I’m ill, so I’m not going to spend too much time trying to explain myself.
The problem with Pookie’s answer is that it boils down to a Thrasymachan argument that justice is the interest of the stronger. The group or community is simply used instead of a powerful individual. Further, this argument leads to the idea that justice and ethics are all matters of convention, or relative, rather than absolute or based on the nature of man.
Let me qualify: any people will have its own needs as a people, will have its own particular circumstances which require laws and ethics particular to them. But this is not to say that all morality is relative, but that there are certain minor things in which we may differ.
If Pookie’s argument holds, then the interest of the group may conflict with my own interests so completely that it is no longer to my benefit to adhere to the rules; that is, I will dissolve the social contract.

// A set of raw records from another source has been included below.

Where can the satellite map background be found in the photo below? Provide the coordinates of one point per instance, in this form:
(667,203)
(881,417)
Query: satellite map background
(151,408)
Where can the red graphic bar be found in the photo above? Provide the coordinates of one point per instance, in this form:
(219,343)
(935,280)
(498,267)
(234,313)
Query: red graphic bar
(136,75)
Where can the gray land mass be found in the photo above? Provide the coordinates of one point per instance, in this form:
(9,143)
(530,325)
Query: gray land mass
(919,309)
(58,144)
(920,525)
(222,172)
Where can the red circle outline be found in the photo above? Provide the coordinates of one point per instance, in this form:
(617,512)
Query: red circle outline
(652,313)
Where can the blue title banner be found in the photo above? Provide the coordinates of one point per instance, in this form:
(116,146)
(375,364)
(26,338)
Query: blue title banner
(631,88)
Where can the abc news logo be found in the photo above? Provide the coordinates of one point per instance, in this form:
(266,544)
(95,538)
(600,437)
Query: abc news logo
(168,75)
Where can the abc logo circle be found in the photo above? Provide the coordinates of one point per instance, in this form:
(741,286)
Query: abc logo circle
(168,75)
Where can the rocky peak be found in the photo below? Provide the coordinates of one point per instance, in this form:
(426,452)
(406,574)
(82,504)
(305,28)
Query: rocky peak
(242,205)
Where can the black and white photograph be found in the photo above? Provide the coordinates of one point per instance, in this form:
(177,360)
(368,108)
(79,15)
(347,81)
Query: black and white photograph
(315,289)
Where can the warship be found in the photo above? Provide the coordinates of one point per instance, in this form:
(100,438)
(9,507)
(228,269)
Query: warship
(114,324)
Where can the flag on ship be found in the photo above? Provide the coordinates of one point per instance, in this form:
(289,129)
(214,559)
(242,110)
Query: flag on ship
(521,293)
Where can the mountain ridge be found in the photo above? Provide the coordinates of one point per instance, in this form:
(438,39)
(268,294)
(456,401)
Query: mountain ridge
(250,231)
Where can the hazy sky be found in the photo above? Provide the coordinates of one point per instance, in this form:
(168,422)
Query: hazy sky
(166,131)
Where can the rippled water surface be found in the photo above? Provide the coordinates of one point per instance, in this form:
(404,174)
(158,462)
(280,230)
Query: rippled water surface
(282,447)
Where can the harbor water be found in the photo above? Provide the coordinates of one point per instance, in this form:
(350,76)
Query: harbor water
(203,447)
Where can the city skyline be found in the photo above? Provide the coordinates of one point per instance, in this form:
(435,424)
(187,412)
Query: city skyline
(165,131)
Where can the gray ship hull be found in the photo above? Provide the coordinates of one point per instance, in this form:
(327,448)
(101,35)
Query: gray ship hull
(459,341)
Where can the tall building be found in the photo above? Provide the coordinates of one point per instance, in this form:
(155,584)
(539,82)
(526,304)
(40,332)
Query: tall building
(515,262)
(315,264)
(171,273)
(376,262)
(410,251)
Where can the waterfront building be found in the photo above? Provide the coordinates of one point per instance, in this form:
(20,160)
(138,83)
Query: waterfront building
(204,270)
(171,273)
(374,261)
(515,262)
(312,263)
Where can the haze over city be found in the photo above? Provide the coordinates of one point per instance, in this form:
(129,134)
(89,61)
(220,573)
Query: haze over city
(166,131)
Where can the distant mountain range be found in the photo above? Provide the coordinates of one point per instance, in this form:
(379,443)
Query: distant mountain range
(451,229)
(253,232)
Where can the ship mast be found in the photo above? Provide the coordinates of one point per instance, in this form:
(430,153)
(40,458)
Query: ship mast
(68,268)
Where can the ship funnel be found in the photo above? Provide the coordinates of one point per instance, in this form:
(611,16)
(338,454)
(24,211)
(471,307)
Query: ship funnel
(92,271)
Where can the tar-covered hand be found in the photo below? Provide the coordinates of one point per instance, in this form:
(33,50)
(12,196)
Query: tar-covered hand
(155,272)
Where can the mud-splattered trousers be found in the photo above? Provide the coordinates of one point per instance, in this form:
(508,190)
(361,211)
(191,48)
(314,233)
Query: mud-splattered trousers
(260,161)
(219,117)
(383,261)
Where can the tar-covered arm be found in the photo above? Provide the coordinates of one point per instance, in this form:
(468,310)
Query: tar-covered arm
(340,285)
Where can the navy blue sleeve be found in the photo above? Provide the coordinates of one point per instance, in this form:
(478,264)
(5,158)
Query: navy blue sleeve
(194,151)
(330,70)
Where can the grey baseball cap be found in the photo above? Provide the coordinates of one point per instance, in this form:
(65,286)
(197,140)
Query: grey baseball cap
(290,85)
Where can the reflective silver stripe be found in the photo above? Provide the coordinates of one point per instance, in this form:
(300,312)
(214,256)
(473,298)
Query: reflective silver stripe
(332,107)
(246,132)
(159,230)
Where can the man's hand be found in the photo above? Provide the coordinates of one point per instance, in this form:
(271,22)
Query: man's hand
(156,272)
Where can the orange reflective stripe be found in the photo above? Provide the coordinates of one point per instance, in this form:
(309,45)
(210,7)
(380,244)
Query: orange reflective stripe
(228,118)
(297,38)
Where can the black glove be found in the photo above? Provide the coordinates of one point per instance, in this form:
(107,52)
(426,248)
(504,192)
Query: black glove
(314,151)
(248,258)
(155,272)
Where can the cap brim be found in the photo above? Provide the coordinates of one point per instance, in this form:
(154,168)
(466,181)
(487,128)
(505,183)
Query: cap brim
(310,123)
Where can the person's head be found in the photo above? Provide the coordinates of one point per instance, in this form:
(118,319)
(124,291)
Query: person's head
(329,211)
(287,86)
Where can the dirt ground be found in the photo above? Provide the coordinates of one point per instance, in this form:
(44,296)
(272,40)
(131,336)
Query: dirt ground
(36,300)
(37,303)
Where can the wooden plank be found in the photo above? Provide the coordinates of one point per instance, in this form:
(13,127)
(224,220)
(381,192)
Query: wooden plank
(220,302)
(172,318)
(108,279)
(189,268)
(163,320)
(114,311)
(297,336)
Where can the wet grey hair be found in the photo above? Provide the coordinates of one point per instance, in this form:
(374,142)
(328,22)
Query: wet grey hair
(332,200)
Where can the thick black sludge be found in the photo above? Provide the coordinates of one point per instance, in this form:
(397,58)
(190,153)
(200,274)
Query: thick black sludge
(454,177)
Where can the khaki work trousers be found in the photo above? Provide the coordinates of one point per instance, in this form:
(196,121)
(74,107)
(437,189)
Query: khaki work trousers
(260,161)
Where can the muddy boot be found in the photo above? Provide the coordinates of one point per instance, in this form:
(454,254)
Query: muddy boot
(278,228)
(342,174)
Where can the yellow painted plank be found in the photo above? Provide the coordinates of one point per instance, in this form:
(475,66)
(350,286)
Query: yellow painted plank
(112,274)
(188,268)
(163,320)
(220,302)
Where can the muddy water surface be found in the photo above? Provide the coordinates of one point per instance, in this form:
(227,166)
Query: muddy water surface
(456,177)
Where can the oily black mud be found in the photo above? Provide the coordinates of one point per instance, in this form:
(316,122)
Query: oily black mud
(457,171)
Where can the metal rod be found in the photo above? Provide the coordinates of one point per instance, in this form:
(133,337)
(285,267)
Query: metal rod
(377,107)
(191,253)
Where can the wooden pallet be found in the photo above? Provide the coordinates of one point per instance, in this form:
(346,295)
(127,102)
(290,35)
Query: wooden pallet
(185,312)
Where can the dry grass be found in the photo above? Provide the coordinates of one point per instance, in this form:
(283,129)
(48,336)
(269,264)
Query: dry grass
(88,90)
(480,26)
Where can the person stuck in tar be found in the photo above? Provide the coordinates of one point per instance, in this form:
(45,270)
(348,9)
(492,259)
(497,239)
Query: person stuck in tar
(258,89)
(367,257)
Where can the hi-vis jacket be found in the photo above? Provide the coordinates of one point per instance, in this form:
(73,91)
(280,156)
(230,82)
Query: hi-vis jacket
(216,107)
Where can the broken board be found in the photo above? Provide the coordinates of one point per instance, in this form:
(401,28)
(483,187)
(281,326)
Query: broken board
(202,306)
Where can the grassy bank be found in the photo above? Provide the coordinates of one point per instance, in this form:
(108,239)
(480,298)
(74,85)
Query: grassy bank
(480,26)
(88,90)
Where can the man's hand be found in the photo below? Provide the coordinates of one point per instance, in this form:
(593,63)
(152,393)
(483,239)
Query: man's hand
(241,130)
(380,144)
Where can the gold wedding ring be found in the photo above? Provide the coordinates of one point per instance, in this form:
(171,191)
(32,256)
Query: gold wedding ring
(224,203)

Because pookie’s argument really is about a social contract - one without natural restriction, and one that has no well-defined point of termination or abuse. Rousseau is too complicated to go into right now; but suffice it to say that he understood that for this kind of arrangement to be legitimate, there were a number of conditions that would need to be satisfied first.
And further, the social contract was not a method of determining ethics or morality, but rather of determining law and living together without being shackled and oppressed.
Certainly, morality implies that there is some community; that is, ethical violations occur interpersonally rather than inside oneself, or when they do occur inside oneself, it is with relation to an external object.
But arguing that ethics is dependent upon consent and convention immediately introduces the problem that those born into such a society are incapable of consent, and yet are held to those standards. Certain situations preclude any reasonable notion of consent. So we are left with convention.
There is an alternative, however, which is that there is a best way for human beings to live, and that this way is based on what human beings are and how they are made. We needn’t make a religious appeal, but rather only accept that human beings are not so radically different from one another that we cannot be led to common happiness by shared moral principles.
But now I’m coughing up stuff, so that’s the end of my contribution.